Guardian: Port cuts 'to cost 60,000 green jobs'
‘Plans to build three new factories to make thousands of giant offshore wind turbines that would create an estimated 60,000 jobs are set to become the latest casualty of the spending review, it has emerged. The previous government had pledged £60m to upgrade ports, mainly in the north-east, to enable them to handle the next generation of giant turbines for installation off the UK coast. Siemens and General Electric have announced plans to invest £180m in two new manufacturing facilities in the UK, but say this is conditional on the necessary work on nearby ports. Mitsubishi is also interested in building a third factory. The Guardian has also learned that the nuclear industry has successfully lobbied the government to safeguard the huge budget to decommission the UK's old reactors, handled by the Nuclear Decommissioning Authority. This year, about 60% of the NDA's budget – £1.7bn – came from taxpayers via the DECC, making up about 40% of the ministry's entire spending.’

channelonline.tv: Flamanville nuclear outfall to increase
‘The French government has given the go-ahead to Electricite de France to increase the amounts of radioactive tritium it discharges into the sea and the air at Flamanville on the Normandy coast.
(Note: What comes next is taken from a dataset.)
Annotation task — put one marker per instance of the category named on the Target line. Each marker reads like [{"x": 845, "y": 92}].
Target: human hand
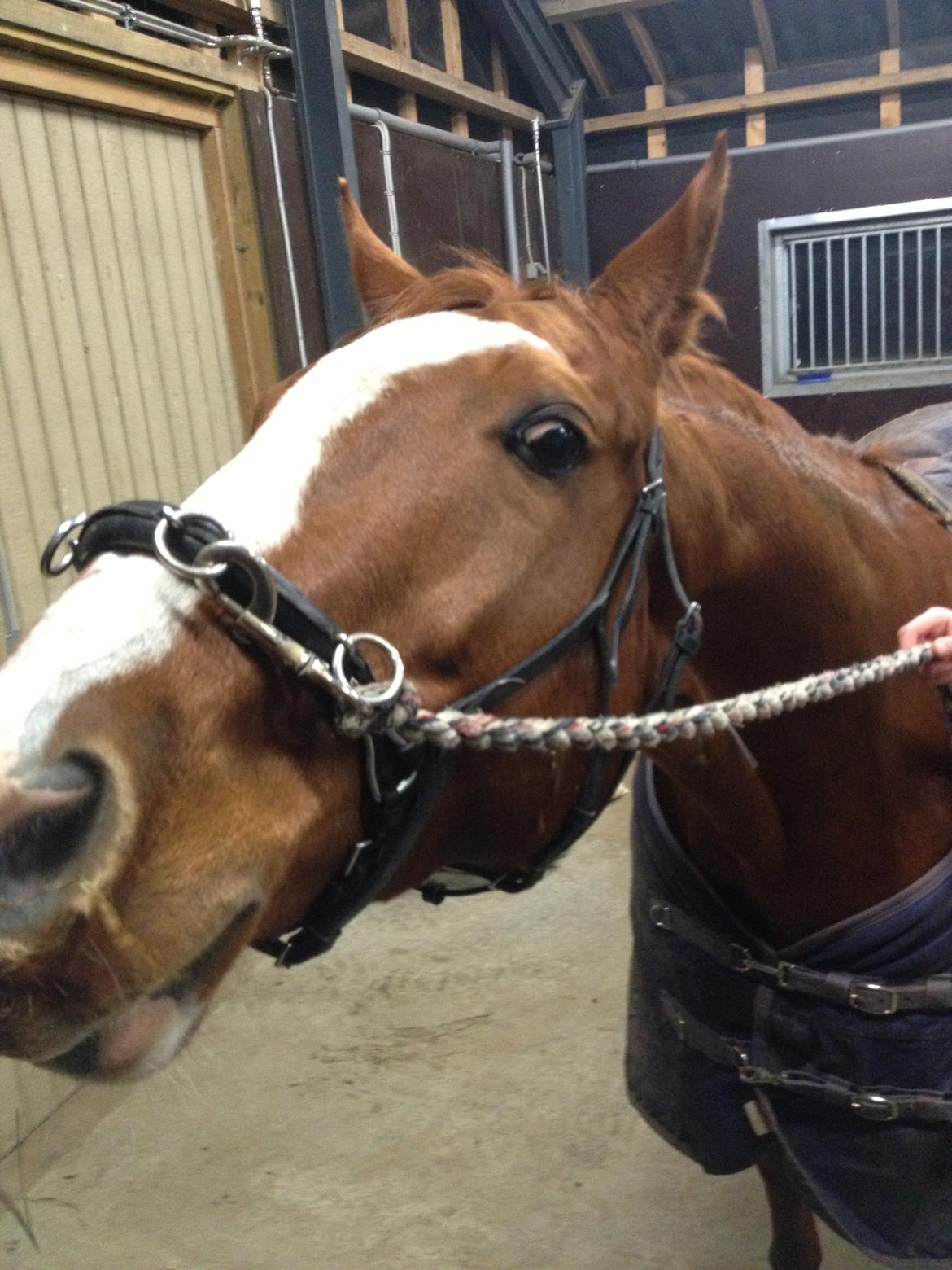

In future the two power generating nuclear reactors will be able to discharge another 20,000 billion becquerels of tritium per year. The Flamanville power station operates alongsite the site of the new European Pressurised reactor, which is due to start operating in 2014. Former Normandy Eurodeputy and long-time anti- nuclear campaigner Didier Anger called on France and EDF Flamanville to respect the discharges London Convention for the Protection of the Marine Environment of the North-East Atlantic, which was signed by France in 1998.’